Personal information
- Born: January 4, 1982 (age 44) Palmyra, Pennsylvania, U.S.

Professional wrestling career
- Ring name: Bryce Remsburg
- Trained by: Mike Quackenbush Reckless Youth
- Debut: 2002

= Bryce Remsburg =

American professional wrestling referee

Bryce Remsburg (born 4 January 1982) is an American professional wrestling referee signed to All Elite Wrestling (AEW), and has previously worked for Chikara and CMLL.

== Career ==
Remsburg began his career on the independent circuit in Pennsylvania, making his first appearance for Chikara in 2003. He remained at Chikara until the company folded in 2020.

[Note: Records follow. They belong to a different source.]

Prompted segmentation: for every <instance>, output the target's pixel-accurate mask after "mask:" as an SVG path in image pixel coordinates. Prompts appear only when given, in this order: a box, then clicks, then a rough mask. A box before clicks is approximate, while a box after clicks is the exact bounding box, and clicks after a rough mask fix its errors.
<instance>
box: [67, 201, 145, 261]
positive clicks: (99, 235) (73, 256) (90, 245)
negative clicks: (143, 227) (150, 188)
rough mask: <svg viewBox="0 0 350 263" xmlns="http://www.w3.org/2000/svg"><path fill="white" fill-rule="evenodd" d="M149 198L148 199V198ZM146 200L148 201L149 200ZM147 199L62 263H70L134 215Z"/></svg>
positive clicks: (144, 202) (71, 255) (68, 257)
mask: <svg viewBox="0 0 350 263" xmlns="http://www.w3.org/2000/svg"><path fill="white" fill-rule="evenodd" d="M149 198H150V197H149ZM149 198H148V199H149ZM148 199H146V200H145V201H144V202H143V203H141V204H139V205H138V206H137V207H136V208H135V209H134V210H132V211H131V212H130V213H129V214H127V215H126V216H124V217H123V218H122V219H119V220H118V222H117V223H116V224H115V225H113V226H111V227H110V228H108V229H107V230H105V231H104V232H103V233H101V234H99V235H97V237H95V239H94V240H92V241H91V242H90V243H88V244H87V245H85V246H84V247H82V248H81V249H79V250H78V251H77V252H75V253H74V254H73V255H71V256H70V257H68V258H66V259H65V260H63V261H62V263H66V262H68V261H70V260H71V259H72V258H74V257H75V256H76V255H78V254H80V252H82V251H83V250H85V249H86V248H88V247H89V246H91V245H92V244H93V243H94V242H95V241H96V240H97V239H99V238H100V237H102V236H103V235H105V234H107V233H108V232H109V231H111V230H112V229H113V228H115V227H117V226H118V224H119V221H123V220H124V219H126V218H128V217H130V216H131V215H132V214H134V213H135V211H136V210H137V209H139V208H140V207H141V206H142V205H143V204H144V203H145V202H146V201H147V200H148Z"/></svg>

Remsburg made his first pay-per-view appearance for All Elite Wrestling on May 25, 2019, at Double or Nothing. He has consistently appeared on the weekly televised Dynamite, Rampage and Collision shows, as well as the former Dark and Dark: Elevation on YouTube.

Remsburg was notably the referee during the All In main event at Wembley Stadium on August 27, 2023.

On January 4, 2025, at a Tokyo Joshi Pro-Wrestling event in Korakuen Hall, Remsburg pinned AEW Senior Vice President Chris Harrington to become the 1,706th Ironman Heavymetalweight Champion. However, he lost the title seconds later to Poison Sawada Julie.

In 2026, Remsburg was involved in a moment which gained some media attention, intentionally delaying a match to allow chants of "Fuck Ice" from the crowd to continue without interruption on the February 5th episode of Dynamite.